A recent survey conducted by the Pew Research Center in conjunction with the John S. and James L. Knight Foundation on how consumers process and recall digital news relays some interesting findings that are relevant to the PR industry.
How news consumption has changed
Everyone involved in the PR and communications industries are aware that the way in which the public consumes news has changed dramatically. Gone are the days of ink-stained fingers and paper carriers who miss the front step and land the morning delivery in the bushes—we now access news primarily online.
The study looked at the most frequent pathways that direct readers to news stories, by asking study participants twice a day how they received news. Unsurprisingly, more than a third (35 percent) said they got to news through social media channels. Thirty-six percent said through news apps, and other responses included search engine results, texts/alerts from news sources, texts/alerts from family members, and “other.” (Participants were permitted to select more than one source.)
Survey results show variation across news types
One of the more interesting results of the survey was that different news types (business, community news, sports, etc.) follow different delivery pathways. Business and finance news are more likely to be accessed directly through a news organization’s app, while community news is more often passed along through social channels.

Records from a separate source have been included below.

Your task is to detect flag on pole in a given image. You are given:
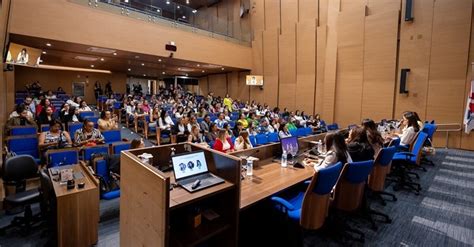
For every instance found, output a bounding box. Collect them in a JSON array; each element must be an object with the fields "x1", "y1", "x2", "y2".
[{"x1": 464, "y1": 80, "x2": 474, "y2": 134}]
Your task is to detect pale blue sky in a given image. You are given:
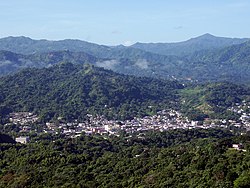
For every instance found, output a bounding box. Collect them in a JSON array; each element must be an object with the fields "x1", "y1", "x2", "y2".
[{"x1": 0, "y1": 0, "x2": 250, "y2": 45}]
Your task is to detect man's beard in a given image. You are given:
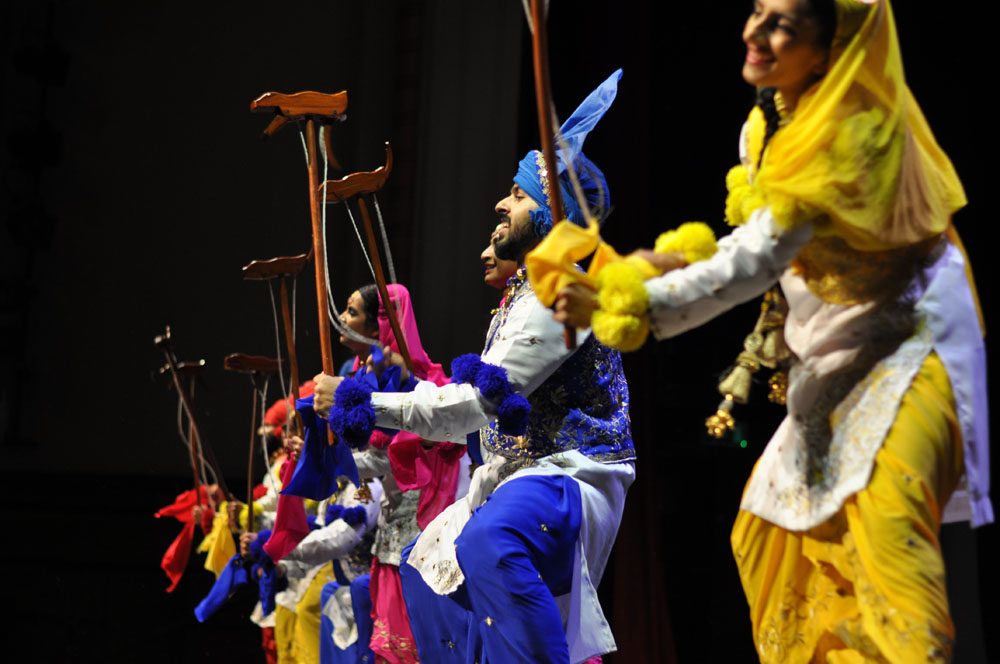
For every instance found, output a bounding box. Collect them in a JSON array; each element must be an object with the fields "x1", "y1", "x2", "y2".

Importantly for PR practitioners to note is that different news types also led to different action outcomes. News consumers were more likely to take follow up action on community and health news (such as sharing the information with others on social media) than business or finance news. Content that was scientific was more likely to either be saved for later or emailed.
These results make a certain amount of intuitive sense. If news consumers are connected with friends in a community, it makes sense that information pertaining to the community would be relevant not just to the news consumer, but also to his or her social channel connections. Scientific information, which can contain detail that perhaps would require closer reading is saved for consumption when that level of attention can be paid.

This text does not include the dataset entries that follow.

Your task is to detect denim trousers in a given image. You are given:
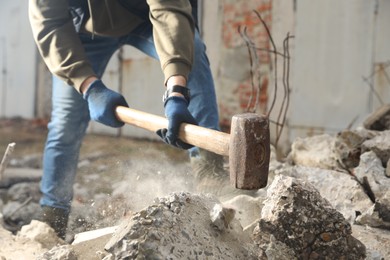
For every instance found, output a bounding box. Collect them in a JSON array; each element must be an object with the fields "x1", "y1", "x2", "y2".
[{"x1": 40, "y1": 23, "x2": 219, "y2": 211}]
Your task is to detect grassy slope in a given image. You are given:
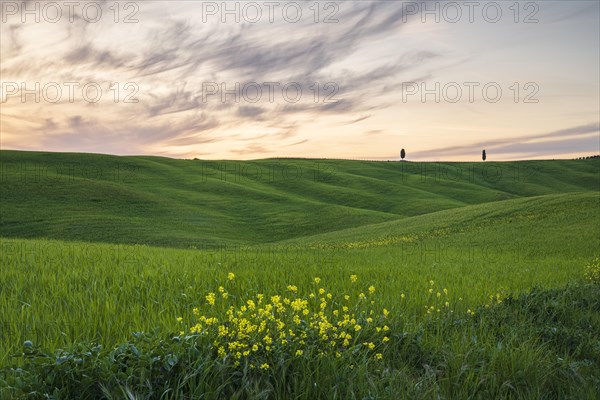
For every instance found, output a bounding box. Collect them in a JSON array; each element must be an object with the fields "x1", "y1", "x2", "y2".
[{"x1": 0, "y1": 151, "x2": 600, "y2": 247}]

Source identification is hit or miss
Knowing where your information is coming from, and how valid that content is, has been a hot topic as of late. The survey results on this aspect of news consumption were mixed, as just slightly more than half of survey respondents (56 percent) could provide a name for a news outlet from which they had reviewed news. It is also notable that of those who could provide a name, 10 percent offered “Facebook” as a response—not the underlying source.

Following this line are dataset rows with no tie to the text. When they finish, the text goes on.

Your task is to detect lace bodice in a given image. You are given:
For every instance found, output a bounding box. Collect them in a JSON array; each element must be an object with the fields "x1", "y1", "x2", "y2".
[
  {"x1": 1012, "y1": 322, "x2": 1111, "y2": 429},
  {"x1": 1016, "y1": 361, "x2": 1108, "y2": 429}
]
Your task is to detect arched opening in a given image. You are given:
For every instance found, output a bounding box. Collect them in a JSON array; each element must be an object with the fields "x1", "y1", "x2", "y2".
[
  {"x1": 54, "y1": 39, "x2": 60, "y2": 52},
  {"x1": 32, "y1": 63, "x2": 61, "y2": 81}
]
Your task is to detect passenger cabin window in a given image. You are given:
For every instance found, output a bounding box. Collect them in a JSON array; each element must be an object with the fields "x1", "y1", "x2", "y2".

What this means for communicators
First, these results reinforce certain challenges of which PR practitioners were likely already aware. Running an outreach campaign or trying to encourage social sharing on finance topics was always going to present more of a challenge than an issue relevant to a target audience made up of community members exchanging locally relevant information. It is helpful to see a certain level of validation for concepts that are somewhat intuitive.
Next, from an earned media perspective the fractured ability of news consumers to correctly identify from where their news is coming could be a problem. If that is not the first question that pops into a news consumer’s head—that is, the question of “where is this information coming from and is it a valid news source?”—then earned media itself may erode further in value. When the subject matter exceeds the importance of the source, how should PR practitioners proceed with awareness campaigns? Should they continue to target high-quality earned media outlets, or will high-traffic, sharable sites suffice? After all, if the reader doesn’t care if the source is the New York Times or if it’s TMZ, should the PR pro care? Should the client behind the awareness campaign care? These questions go to the heart of the value proposition of earned media: third party validation of content.
Finally, public relations practitioners have been told, repeatedly, that the ability to provide some level of accurate measurement of results relies on the ability to measure outcomes and impacts of the work done. The information contained in this survey—and, granted, it is just one survey—seems to indicate that programs conducted in certain practice areas are more likely to yield measurable results than others. This is important to keep in mind as PR pros design measurement programs for clients in business or finance sectors—the levels of social sharing and driving increased awareness have the potential to be lower, so more creative thinking and careful measurement design will be necessary.